The Group’s cash flow generated from operating activities for the period ended 30 June 2020 of RM3,410.5 million increased by 26.7% in the current period from RM2,691.3 million in the corresponding period. The increase in cash flow generated from operating activities is mainly from higher net inflows in the LNG and Petroleum from the improved operating performance mentioned above and time charter income paid in advance by customers. Furthermore, the healthy cash balance is supported by the steady cash flow generated from the Offshore and LNG segments’ portfolio of long-term contracts.

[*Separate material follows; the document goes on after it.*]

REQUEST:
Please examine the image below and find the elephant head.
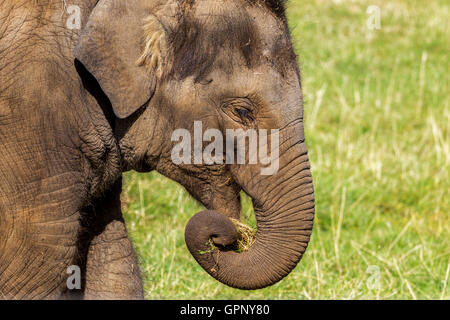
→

In the Petroleum tanker market, after the huge spike in spot rates during March-April 2020 when there was a sudden increase in oil supply due to the oil price war, rates have since plunged due to lower tonnage demand on the back of weak oil demand and OPEC-led production cuts as well as US shale output shut-ins. With the global economy expected to take some time to recover to pre- pandemic levels and with a large oil inventory overhang yet to be cleared, freight rates will likely remain under pressure for the remainder of the year. Nevertheless, the Petroleum shipping segment will continue to focus on building secured income through the expansion of its niche shuttle tanker business and rejuvenation of its VLCC fleet with eco-friendly LNG dual fuel systems to mitigate any weaknesses in the spot market.
LNG spot charter rates remain soft as COVID-19 continues to dampen LNG demand resulting in cargo cancellations and output cuts by producers. This is expected to persist in the coming quarter as the market enters the seasonal low-demand period. Nevertheless, this will have limited impact on the steady performance of the Group’s LNG business segment as the majority of its vessels are under long-term charters. The six (6) new VLECs which are expected to commence their long-term charters from the fourth quarter of 2020 onwards will provide further growth in secured income.
While the Offshore business segment’s existing long-term contracts continues to support its stable financial performance, the growth prospects for the Offshore business segment remains very challenging with the prolonged weakness in oil price. The cutback in capital spending by major oil companies continues to weigh heavily on the number of new opportunities to be tapped as it has resulted in projects and contract awards being deferred or cancelled in the near term. However, over the longer term, the Offshore business segment will remain a growth segment for the Group as it continues to source for offshore investment opportunities particularly for projects in the Atlantic Basin.
For the Heavy Engineering segment, whilst yard operations have resumed since April 2020, its operational activities are still constrained to the “new normal” and restrictions imposed to ensure the COVID-19 pandemic is kept under control. The segment’s Marine business would be further affected by the slump in LNG demand and steeper competition from China and Singapore vying for the limited number of jobs available in the market. Given the prolonged oil market recovery outlook, the segment remains cautious on the prospect of securing new orders for the remainder of the year. Notwithstanding, the segment continues to focus on cost management to optimise operating costs and is also prioritising execution and safe delivery of ongoing projects. Additionally, the segment continues to intensify the pursuit of business opportunities in other areas to replenish its order book.